VA to require Cerner prioritize interoperability, secure data exchange in EHR project

Veterans Affairs will require Cerner to collaborate with agency affiliates, community providers and other EHR vendors to fuel interoperability – superior to the industry standard.
By Jessica Davis
02:50 PM
VA Cerner EHR

The U.S. Department of Veterans Affairs released its report on the functional requirements expected of Cerner with the EHR modernization project.

Typically, these documents are provided to vendors attempting to bid on government contracts. However, VA Secretary Shulkin issued a sole source contract to EHR giant Cerner in June, in an effort to work alongside the Department of Defense and their Cerner install.

The VA has yet to sign the contract with Cerner. 

According to the documents, interoperability is top of mind for the agency.
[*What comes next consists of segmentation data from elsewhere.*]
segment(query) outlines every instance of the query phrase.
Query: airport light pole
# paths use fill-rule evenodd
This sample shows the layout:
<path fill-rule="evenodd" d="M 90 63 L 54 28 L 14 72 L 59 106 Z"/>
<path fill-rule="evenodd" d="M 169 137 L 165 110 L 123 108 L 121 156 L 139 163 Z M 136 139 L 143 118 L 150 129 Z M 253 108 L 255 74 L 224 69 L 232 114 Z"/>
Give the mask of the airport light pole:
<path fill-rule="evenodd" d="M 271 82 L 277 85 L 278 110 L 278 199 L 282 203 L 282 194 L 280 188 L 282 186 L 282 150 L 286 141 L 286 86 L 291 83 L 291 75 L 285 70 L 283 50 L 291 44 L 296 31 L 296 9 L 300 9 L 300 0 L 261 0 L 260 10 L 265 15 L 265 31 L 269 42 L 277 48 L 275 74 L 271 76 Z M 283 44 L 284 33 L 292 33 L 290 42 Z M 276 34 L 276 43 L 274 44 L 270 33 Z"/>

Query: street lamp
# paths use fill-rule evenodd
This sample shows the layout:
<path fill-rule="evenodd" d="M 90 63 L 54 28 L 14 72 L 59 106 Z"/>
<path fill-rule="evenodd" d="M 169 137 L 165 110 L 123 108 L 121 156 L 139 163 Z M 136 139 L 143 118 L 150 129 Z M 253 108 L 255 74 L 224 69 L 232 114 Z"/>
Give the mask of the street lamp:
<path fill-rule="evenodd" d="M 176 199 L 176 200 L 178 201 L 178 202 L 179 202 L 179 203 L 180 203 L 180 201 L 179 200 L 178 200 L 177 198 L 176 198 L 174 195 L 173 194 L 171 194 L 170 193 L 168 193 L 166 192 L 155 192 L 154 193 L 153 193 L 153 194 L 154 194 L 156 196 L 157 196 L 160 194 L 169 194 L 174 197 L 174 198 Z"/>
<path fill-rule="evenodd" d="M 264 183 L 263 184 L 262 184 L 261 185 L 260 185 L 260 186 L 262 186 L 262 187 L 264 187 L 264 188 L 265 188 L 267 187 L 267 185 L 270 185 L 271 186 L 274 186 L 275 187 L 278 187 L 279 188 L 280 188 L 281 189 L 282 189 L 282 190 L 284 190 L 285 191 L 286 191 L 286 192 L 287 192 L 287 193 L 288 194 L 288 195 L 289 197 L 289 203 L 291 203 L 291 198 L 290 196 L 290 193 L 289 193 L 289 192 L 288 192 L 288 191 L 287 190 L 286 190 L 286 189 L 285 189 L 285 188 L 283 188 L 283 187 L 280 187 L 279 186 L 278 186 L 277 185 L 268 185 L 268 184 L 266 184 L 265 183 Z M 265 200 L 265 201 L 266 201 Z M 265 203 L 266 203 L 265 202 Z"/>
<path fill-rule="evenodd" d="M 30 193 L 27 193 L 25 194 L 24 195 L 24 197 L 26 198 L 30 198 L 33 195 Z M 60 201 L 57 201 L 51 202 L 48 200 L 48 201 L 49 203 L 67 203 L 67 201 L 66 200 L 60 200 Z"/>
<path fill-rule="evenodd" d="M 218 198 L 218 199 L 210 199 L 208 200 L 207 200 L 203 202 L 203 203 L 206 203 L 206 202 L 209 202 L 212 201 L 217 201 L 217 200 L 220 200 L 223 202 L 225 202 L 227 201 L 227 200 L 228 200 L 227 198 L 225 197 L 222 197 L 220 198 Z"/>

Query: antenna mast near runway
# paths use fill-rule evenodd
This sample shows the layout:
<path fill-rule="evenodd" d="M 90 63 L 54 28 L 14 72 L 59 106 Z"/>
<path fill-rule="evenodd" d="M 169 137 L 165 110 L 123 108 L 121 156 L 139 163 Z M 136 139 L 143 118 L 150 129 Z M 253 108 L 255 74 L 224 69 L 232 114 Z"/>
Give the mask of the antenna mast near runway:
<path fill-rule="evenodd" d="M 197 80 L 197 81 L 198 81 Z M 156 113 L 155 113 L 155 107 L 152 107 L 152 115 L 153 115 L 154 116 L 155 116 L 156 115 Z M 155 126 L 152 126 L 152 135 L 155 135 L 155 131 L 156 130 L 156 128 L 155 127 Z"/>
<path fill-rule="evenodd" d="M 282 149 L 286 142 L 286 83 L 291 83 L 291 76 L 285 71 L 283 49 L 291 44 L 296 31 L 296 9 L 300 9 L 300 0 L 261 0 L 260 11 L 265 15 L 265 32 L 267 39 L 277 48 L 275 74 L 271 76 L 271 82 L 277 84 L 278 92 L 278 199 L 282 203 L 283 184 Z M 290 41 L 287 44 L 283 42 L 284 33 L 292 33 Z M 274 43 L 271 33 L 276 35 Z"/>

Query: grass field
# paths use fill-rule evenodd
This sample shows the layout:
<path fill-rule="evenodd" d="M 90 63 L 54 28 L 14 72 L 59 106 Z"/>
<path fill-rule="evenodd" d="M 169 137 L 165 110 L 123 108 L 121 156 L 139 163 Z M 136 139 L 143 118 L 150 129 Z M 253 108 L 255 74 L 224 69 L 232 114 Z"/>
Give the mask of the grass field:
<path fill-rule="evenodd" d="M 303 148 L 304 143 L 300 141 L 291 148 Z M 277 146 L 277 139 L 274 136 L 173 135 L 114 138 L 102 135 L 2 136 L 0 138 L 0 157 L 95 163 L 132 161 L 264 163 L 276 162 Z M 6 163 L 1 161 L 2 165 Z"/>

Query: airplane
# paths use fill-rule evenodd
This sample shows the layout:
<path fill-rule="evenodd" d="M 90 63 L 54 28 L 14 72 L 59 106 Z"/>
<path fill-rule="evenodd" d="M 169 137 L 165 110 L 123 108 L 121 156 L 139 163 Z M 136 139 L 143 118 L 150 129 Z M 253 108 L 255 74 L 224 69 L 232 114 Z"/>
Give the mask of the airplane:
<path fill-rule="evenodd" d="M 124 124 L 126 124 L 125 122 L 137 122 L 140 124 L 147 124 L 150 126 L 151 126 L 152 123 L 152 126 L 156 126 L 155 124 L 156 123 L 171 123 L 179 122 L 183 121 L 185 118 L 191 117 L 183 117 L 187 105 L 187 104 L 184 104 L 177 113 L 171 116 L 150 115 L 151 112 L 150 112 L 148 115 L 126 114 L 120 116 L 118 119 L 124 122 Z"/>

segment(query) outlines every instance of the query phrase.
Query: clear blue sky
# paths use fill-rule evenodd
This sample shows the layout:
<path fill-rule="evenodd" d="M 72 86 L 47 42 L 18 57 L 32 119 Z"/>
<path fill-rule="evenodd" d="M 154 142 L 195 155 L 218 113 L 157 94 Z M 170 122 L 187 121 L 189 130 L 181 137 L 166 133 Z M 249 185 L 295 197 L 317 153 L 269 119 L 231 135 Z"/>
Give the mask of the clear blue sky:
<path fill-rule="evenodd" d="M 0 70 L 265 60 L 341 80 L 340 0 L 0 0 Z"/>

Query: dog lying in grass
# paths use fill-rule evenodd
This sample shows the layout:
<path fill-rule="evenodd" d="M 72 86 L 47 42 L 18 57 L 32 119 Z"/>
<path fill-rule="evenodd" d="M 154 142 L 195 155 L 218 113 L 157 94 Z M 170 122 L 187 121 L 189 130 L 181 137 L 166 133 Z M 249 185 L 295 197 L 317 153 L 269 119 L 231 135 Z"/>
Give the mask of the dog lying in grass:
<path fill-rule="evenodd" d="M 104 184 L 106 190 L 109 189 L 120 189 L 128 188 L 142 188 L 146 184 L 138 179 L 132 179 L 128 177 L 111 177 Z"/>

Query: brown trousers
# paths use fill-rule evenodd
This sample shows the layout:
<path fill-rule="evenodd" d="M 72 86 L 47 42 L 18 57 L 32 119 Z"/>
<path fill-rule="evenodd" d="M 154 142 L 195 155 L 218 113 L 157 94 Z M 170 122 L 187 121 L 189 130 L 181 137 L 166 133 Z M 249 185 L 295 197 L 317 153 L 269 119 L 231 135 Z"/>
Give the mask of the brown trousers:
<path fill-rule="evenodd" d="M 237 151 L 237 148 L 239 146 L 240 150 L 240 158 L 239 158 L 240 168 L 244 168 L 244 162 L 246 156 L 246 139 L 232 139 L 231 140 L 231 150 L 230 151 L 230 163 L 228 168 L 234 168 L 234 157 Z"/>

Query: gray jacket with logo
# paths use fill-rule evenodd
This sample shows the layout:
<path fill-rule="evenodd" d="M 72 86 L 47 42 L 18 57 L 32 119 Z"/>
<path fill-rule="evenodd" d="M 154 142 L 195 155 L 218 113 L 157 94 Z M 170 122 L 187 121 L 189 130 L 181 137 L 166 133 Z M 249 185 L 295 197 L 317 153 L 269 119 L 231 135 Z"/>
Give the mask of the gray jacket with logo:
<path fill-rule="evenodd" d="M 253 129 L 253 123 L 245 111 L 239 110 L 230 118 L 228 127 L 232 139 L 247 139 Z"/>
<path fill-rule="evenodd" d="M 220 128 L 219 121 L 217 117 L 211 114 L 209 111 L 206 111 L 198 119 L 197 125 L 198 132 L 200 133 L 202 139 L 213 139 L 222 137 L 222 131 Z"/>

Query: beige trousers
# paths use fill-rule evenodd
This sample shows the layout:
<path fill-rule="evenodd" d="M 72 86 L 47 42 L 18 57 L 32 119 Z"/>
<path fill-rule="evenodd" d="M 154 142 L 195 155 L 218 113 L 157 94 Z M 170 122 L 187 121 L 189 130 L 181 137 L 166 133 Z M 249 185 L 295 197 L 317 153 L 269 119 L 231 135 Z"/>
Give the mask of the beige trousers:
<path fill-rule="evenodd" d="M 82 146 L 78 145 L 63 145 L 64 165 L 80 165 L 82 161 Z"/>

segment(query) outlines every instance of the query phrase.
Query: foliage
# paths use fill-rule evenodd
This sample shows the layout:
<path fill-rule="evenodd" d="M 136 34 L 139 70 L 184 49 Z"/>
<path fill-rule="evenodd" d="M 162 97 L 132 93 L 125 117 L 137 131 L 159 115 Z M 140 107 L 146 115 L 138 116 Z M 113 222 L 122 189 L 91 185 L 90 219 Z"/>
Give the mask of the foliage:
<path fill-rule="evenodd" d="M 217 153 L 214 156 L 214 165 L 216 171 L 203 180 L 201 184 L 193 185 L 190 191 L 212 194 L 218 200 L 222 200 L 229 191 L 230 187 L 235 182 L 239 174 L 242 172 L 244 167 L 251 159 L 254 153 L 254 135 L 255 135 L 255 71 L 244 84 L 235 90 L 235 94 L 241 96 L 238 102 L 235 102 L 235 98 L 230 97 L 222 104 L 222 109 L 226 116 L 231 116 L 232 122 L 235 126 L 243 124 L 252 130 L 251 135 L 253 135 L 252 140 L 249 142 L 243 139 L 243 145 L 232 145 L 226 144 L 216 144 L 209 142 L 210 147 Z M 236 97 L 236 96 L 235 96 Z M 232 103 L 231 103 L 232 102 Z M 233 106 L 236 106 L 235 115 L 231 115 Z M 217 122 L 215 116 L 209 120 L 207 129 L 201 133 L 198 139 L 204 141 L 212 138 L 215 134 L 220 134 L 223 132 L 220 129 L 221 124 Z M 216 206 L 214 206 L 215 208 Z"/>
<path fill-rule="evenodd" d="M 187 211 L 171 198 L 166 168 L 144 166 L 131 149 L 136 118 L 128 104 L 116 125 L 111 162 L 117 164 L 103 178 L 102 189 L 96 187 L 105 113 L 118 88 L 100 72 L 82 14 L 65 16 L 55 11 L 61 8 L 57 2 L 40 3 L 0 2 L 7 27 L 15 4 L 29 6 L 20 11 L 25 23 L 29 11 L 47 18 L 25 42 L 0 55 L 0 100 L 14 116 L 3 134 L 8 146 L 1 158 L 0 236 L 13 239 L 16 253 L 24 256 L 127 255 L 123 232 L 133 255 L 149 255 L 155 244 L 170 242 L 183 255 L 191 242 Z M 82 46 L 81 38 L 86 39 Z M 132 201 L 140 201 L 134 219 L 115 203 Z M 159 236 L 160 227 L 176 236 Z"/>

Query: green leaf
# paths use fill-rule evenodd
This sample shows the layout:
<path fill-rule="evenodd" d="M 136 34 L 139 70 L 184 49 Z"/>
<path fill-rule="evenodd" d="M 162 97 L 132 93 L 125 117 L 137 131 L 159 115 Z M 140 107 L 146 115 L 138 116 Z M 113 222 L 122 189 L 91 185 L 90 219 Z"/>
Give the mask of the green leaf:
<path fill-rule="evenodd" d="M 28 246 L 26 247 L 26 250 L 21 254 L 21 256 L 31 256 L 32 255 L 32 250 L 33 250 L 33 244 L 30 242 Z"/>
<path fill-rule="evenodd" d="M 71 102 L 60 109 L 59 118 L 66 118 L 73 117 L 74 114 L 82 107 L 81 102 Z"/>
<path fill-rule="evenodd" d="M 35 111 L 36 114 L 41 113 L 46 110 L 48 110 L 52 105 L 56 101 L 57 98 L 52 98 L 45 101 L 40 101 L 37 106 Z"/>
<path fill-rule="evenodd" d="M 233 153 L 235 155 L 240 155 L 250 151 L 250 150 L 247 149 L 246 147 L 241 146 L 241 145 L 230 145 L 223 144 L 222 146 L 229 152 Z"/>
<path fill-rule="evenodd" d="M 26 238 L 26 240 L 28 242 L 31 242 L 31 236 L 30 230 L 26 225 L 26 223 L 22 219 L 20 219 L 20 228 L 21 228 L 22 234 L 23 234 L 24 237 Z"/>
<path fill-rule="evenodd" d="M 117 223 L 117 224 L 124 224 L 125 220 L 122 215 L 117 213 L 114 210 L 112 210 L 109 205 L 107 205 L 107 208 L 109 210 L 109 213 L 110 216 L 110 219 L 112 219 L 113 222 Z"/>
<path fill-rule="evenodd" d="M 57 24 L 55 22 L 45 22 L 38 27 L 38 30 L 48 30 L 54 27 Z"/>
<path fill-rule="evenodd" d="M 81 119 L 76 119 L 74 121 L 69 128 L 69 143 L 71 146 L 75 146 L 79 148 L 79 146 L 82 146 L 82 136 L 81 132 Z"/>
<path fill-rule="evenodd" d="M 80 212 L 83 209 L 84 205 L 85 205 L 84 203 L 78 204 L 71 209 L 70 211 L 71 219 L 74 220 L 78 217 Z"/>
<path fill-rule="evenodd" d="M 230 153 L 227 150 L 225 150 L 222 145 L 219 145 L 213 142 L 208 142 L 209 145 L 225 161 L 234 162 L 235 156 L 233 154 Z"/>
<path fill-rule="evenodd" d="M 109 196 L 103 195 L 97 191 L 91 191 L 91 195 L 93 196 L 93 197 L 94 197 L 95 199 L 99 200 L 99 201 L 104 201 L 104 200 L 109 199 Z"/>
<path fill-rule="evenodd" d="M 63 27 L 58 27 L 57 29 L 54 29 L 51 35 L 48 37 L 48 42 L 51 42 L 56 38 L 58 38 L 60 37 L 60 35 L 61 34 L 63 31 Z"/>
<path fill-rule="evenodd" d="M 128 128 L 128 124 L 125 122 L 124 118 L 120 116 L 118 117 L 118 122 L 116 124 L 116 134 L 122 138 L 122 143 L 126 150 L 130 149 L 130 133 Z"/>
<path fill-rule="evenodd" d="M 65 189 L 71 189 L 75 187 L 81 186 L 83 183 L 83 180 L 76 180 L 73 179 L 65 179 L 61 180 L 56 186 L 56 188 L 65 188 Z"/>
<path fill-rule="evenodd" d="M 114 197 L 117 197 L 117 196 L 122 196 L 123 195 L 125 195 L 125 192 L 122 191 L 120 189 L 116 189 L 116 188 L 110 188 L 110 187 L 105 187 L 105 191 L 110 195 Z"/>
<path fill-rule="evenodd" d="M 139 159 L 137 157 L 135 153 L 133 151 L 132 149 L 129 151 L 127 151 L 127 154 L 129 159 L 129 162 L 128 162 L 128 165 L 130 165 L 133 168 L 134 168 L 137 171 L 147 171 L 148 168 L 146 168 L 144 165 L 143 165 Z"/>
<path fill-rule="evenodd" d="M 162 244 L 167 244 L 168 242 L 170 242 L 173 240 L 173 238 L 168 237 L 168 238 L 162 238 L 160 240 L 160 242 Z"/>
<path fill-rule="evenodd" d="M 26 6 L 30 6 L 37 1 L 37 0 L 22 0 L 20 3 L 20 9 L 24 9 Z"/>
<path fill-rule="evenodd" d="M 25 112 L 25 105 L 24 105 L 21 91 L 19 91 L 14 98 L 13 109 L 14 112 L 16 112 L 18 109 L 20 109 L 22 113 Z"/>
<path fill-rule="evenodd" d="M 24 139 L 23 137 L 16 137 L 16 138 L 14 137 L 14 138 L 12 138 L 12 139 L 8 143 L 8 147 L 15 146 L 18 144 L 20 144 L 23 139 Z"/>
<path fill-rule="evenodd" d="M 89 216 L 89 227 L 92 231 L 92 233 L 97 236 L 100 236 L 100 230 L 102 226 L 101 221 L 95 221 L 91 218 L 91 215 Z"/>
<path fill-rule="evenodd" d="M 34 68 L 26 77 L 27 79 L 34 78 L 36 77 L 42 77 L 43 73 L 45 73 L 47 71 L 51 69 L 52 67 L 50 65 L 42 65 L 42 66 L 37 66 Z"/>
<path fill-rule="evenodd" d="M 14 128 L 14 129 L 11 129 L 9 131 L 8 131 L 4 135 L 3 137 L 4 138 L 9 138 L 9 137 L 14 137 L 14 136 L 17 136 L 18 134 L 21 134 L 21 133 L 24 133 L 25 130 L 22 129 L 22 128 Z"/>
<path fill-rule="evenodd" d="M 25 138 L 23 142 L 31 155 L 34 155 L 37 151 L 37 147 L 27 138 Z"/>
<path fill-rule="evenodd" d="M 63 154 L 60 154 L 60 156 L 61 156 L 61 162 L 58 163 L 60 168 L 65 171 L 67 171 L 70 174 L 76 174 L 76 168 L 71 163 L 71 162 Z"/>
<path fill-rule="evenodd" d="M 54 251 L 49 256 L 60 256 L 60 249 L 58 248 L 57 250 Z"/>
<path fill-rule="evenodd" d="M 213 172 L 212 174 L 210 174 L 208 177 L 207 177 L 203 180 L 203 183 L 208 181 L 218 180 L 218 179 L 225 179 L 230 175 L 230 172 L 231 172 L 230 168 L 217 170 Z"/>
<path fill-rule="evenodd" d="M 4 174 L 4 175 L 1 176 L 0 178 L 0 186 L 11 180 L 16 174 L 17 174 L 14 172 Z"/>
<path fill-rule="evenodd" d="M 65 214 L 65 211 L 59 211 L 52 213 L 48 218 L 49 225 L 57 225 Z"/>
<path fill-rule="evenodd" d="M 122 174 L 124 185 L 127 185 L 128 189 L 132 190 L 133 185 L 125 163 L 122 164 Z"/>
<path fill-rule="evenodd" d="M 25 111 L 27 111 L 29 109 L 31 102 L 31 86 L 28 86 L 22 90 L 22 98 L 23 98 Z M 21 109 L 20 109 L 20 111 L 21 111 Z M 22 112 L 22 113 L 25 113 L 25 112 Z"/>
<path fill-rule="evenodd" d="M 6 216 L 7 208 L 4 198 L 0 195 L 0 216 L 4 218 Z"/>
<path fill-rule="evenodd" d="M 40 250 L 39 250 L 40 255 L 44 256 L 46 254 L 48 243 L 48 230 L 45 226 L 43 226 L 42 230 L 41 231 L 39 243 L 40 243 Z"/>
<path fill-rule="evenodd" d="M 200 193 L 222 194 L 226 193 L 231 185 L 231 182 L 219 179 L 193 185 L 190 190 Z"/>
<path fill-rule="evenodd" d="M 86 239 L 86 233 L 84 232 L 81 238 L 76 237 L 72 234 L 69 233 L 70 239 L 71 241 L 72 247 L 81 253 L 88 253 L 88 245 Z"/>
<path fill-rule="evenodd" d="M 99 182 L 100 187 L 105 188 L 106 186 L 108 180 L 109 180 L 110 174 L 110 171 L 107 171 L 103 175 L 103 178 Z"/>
Along with requiring Cerner to provide a level of secure information exchange, interoperability must be far better than the industry standard.

“The Contractor is required to collaborate with VA affiliates, community partners, EHR providers, healthcare providers and vendors to advance seamless care throughout the healthcare provider market,” according to the work statement.

The idea is to create “a design architecture that allows for access to and sharing of common data and an enabling security framework that supports end-to-end healthcare related clinical and business operations.”

By the time of initial operating capability, the platform must enable the VA, DoD and community providers to share interactive care plans and collaborative communication between providers.

Further, within two years of signing the contract, the new system should let the agency share complete referral management activities, along with discharge and admission data.

Cerner will also be required to provide a “computable dataset” for population health, research analytics, clinical decision support and workflow integration, as well as create a tool to identify and manage veterans who are at high risk of suicide.

The work plan further outlined the need to ensure VA services continue without interruption throughout the duration of the project. Cerner will need to provide a transition plan to support the outgoing transition for 90 days, along with staff to support the agency during the “phase-in, phase-out period.”

Cerner will also be required to provide bi-weekly check-ins.

Last week, in response to a Government Accountability Office report that found the VA wasted $1.1 billion on its EHR modernization efforts, House Committee on Oversight and Government Reform leaders said they’re concerned as to whether the VA is equipped to handle the EHR modernization project.

Specifically, Robin Kelly, D-Illinois, was concerned about the VA hiring, firing and rehiring 34 contracts during the GAO study.

The committee said it was reluctant to provide more money for the Cerner contract without an increased VA budget, which may also hinder finalizing the contract.